Одилий осмотрел прямоугольное отверстие в стене. Оно действительно напоминало проем каменной двери, за которым начинался еще один темный до черноты туннель.
– Это и в самом деле лабиринт, – задумчиво пробормотал старик.
– Такого я не помню, – виновато сказал Карлман, как будто от него ожидали обратного. – Эппелин обязательно рассказал бы нам о подземном кладбище, если бы заметил его на карте.
Пфиффер покачал головой:
– Быть может, это место было помечено древними письменами, которые ни твой друг, ни кто-либо еще не смог бы прочитать. Возможно, даже сам старик Райцкер ничем бы нам не помог.
– Туда меня не затянут ни десяток лошадей, ни волки, ни другие чудища, если вам взбредет в голову такая мысль, – снова заговорил Биттерлинг.
– Я и не собираюсь туда идти, дорогой друг. Не тревожься, мы скоро пойдем обратно, – стараясь успокоить его, сказал Одилий и повернулся спиной к зияющему проему. Он в последний раз склонился над надгробным камнем, стараясь разглядеть то, что успел заметить прежде. Покрутив фонарем, он отыскал заинтересовавшее его место.
Плита была такой же старой и обветренной, как и на других могилах, но обтесана более гладко. На поверхности вплотную друг к другу располагались перекрещивающиеся насечки и странная резьба. Надпись, судя по всему, была довольно длинной и наверняка сообщала, кто спит в этом величественном гробу до конца времен. Старик Пфиффер многое бы отдал, чтобы расшифровать хоть слово. Он с лихорадочной поспешностью рылся во всех уголках своей превосходной памяти, но тщетно. В это мгновение его взгляд упал на уменьшившуюся свечу фонаря, и тогда Одилий поднялся.
– Бесполезно, надо возвращаться, – произнес он, отчего Биттерлинг с облегчением вздохнул.

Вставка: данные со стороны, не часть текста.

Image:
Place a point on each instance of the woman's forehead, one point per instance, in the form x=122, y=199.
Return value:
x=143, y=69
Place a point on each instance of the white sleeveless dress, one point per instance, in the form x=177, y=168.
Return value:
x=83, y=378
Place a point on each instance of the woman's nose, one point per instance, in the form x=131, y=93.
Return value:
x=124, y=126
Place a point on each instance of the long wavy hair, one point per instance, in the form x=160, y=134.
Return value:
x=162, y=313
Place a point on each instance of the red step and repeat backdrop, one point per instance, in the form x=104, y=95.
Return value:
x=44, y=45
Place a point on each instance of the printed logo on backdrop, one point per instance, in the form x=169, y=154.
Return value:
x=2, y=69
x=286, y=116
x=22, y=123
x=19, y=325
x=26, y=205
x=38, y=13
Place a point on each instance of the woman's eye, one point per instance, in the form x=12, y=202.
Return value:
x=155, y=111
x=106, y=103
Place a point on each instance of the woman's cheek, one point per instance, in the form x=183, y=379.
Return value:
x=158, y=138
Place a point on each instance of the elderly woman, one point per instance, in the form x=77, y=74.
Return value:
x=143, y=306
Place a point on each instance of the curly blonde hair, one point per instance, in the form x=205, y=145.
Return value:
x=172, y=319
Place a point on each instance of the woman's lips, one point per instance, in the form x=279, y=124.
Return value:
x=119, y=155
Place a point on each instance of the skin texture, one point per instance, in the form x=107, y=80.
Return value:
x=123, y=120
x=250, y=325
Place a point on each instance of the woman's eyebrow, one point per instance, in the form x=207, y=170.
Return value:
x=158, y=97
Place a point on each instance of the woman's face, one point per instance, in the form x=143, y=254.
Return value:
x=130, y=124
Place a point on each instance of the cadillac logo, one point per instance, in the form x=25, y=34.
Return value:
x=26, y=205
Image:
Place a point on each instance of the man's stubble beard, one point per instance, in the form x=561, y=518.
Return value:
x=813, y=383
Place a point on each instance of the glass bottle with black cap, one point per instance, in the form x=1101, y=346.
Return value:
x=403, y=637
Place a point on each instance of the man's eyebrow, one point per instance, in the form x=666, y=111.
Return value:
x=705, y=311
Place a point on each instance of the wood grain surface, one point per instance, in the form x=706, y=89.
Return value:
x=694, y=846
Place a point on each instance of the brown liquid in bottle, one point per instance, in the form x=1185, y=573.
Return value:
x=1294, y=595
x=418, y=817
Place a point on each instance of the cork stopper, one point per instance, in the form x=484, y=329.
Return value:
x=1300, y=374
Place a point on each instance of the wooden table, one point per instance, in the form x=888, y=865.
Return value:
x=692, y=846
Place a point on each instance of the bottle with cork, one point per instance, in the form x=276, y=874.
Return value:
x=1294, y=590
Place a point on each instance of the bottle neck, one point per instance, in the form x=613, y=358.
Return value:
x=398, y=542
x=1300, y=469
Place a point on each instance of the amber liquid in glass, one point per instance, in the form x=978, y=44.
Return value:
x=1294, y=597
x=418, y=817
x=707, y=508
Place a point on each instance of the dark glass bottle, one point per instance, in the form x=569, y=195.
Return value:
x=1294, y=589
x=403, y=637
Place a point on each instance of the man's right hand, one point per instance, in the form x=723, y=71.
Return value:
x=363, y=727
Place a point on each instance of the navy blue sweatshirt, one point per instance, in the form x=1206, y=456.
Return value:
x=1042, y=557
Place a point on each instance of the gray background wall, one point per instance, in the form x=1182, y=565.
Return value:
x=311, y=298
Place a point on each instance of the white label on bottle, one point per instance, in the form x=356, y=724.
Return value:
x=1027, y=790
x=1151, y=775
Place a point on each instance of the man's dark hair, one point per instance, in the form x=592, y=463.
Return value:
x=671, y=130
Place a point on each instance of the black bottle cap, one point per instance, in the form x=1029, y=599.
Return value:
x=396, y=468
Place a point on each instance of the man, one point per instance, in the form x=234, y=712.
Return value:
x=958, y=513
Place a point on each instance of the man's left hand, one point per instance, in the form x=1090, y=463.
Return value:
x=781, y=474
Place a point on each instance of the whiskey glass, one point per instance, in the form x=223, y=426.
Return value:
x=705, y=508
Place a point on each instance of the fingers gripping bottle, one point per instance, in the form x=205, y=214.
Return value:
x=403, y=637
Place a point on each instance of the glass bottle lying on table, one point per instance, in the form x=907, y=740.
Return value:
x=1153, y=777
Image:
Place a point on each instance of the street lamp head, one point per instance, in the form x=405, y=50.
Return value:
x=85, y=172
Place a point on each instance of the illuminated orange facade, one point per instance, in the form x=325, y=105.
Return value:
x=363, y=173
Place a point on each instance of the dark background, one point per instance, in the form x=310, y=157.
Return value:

Приготовившись спускаться, старик услышал еще один приглушенный возглас. На этот раз голос подал Карлман, указывая на одну из боковых стен гробницы.
– Вороны, – воскликнул молодой квендель, – там вороны!
Неожиданно разволновавшись, он оторвался от Гортензии и проворно вскарабкался по высоким массивным ступеням. Оказавшись рядом с Одилием, Карлман опустился на колени и ткнул пальцем туда, где только что скользил свет фонаря.
Здесь тоже виднелись углубления, которые повторялись через равные промежутки и на той же высоте. Боковую стенку гроба украшали три декоративные скамейки, но то, что на первый взгляд казалось простым узором, на самом деле представляло собой нечто вполне конкретное, и впечатляющая простота символического воплощения оказалась очень убедительной, стоило ее понять. Карлман выхватил образы с первого взгляда: в центре – треугольник с вытянутой вершиной, под которой соединялись в виде чашки две слегка изогнутые линии, а от них вниз уходили четыре выемки в виде лучей.